Jira Service Desk | 9 MIN READ

How to Avoid Accumulating Technical Debt in Jira

Technical debt is something that software developers and Jira Service Desk users live with every day. If you don't take the necessary steps, it can go from a small problem to a suffocating force of nature in no time.

Jump to the main takeaways:

 Defining Technical Debt in Jira
 The Visible Vs. Invisible
 Create One Main Backlog
 Educate Product Owners
 Re(Define) "Done"
 Set Realistic Deadlines
 Avoid Technical Debt Accumulation

Takeaway 

How to Define Technical Debt in Jira

Before we explore how you can avoid accumulating large amounts of technical debt, let's cover technical debt as a concept to give you a more nuanced understanding of the problem.

 

Technical debt can be defined as the direct and indirect costs your organization incurs from additional work that needs to go into software development. The more code you need to refactor, especially for modules are written in a legacy format, the more you add to your ongoing debt total.
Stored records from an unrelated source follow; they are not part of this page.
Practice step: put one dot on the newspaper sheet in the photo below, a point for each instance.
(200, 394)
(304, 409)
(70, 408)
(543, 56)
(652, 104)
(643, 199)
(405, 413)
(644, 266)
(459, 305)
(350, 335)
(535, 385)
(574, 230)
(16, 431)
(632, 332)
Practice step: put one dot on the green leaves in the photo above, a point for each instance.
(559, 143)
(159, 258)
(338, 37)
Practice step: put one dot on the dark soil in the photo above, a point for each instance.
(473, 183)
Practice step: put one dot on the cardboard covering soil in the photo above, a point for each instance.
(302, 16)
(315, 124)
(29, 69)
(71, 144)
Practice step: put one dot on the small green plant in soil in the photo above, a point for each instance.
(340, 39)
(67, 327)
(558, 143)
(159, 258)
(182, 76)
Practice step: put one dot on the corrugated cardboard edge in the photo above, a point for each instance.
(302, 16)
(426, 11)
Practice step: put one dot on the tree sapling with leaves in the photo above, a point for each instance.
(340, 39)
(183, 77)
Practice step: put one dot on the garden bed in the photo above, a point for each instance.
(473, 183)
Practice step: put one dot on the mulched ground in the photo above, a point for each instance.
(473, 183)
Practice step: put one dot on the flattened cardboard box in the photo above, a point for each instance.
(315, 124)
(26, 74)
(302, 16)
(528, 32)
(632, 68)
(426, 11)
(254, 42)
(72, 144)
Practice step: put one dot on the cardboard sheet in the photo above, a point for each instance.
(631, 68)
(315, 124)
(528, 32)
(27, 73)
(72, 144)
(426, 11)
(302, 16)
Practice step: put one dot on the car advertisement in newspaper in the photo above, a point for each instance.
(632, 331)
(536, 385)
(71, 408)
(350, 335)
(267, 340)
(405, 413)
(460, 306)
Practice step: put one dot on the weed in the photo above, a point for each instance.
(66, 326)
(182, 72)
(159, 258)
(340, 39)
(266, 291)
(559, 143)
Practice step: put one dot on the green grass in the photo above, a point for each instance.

Sometimes, business realities force software professionals to incur technical debt. Take this developer, quoted in a 2012 study that focused on this balancing act:

"Some shortcut has been taken or some less-than-desirable implementation has been done [so] we’ve acquired some amount of the work that can or should be done at some point in the future. The reason why I believe it comes into being is simple business situations.… The business reality forces us to make choices at points in time to be able to get the broader outcomes of delivering a solution."

Once your organization starts letting technical debt pile up, it’s very difficult to get out from under that burden. It’s the Agile equivalent of only making those minimum credit card payments - doing so won't resolve the issue and, eventually, bleed your resources dry.

 

Takeaway 

Technical Debt: The Visible Versus the Invisible

There are several obvious ways that technical debt can manifest itself in your organization. Some are more common (typically more visible), while others may not be as immediately visible as part of your day-to-day.

 

There are several obvious ways that technical debt can manifest itself in your organization.

Adding new features, enhancing existing ones and vanquishing any bugs in the software are among the most common. However, less visible issues that can also make up an organization's technical debt include:

  • Formatting issues when developing code. This typically results from teams not using the right tool or working with uniform templates.
  • Poor code design. This involves code that serves varying logic instances, having parts of codes tasked with handling too much, and other architectural or structural flaws that lead to a lack of flexibility and stability.
  • Overwrought code complexity. Basically, the longer the path length needed to perform an operation or task, the more complex the code will become - oftentimes needlessly so.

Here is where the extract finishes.